Overshadowed but inspired by the activities of Postcard Records, Strawberry Switchblade began making music as an all-girl quartet towards the end of 1981. They played live every few weeks, confining themselves to smaller cafes and clubs like The Venue and the Spaghetti Factory.
But the original four-piece floundered and, when their drummer and bassist refused to quit day jobs to concentrate on the music, Rose and Jill trimmed the band down to a duo. Their earliest recording, a John Peel session, attracted the attention of Merseyside mavericks Bill Drummond and Dave Balfe and led to a publishing deal with Zoo and that first independent single with 92 Happy Customers.
A recording deal with Korova records followed, although the pair have kept a deceptively low profile over the past 12 months. Live dates with a session back-up band were few and far between and a follow-up single ‘Since Yesterday‘ was released only last month. Time was spent flitting in and out of studios in an effort to find a sound and a producer, the latter eventually being located in David Motion.
“Working live with a group did toughen up the sound,” says Jill. “But it also made us sound a bit too rocky. So, rather than work with a group again, we decided to work with just one person. One of the disadvantages of being a two-piece is that you can’t just sit down and get a sound of your own. Our sound is our songs and our voices, so it was a relief to find David Motion.”

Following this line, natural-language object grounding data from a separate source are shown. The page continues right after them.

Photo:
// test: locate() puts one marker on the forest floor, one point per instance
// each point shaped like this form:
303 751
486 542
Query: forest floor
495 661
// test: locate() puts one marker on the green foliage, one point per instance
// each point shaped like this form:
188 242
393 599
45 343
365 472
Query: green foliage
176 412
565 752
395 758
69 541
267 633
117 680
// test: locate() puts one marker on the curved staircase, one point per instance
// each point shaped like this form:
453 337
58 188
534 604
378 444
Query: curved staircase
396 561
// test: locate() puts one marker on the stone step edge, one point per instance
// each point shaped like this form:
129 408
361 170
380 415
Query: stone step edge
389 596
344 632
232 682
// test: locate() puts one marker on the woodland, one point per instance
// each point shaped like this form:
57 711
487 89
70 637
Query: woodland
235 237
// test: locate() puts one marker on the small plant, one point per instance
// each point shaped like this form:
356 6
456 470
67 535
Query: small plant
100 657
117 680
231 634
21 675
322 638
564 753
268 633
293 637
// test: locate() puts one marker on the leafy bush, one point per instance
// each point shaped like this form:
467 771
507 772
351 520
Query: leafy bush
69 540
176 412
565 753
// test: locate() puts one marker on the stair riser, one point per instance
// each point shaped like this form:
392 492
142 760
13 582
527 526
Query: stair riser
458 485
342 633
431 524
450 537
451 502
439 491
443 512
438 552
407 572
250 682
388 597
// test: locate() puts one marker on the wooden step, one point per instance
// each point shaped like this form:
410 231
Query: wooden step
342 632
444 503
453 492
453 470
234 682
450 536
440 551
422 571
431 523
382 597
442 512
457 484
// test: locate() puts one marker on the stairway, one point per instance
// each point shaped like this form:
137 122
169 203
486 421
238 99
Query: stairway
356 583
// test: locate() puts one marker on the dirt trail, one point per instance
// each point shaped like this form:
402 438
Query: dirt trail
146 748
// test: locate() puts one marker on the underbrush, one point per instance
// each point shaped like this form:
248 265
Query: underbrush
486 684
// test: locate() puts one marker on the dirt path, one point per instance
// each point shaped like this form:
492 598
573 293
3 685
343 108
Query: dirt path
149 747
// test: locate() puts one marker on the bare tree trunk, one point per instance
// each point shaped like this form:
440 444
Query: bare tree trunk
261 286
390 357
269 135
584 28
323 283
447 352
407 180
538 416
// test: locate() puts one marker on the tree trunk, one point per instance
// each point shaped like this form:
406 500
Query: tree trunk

The other major change of the last year has seen Strawberry Switchblade leave their native Glasgow to live in London, a move dictated by the impracticalities of commuting between the two cities. They have mixed feelings over the upheaval, Jill being happy to stay in London and Rose hoping to head back north.
“People are always going on about how threatening Glasgow is,” says Rose. “But I always feel more threatened when I go out in London. Maybe it is just because I know Glasgow better, but I always feel better able to deal with any given situation up there. There are more creeps on the streets of London, people who have come to the capital from all over the country. I’ve seen more Glaswegian alcoholics in Piccadilly Circus than I ever did up in Scotland!”
The impressions Strawberry Switchblade impart of their home town are coloured by more than just romantic nostalgia. The consequences of Margaret Thatcher’s blitzkrieg on the British economy are at their most acute in cities like Glasgow and neither Rose or Jill are oblivious to those realities.
The effects of a childhood spent in some of the rougher areas have also left their mark, particularly on Rose: gang violence in the city has decreased in recent years, although she still recalls some vivid and chilling tales. It is the social hardship now being faced by many families, however, that is of more immediate concern.
“The estates in the East End of Glasgow are really suffering under this government,” says Rose. “Things like welfare, health care and even school meals are really important, but all those areas are being hit hard by the Tories.”
Stark social realities have never been the meat of any Strawberry Switchblade songs and possibly never will. And, if it were, would they just come over as another couple of pop stars whining about injustice for fun and profit? Rose and Jill say that there IS a political undercurrent to their writing but add that it often goes unnoticed because it is neither obvious or dogmatic.
Were they to come out of their shell and express it a little more openly, they would undoubtedly sacrifice more of their faery charm and mystique, although the feeling persists that it might one day be a move worth making: it seems strange that two individuals so obviously politically aware and motivated should divorce that from their music.
As their name suggests, Strawberry Switchblade are a walking contradiction.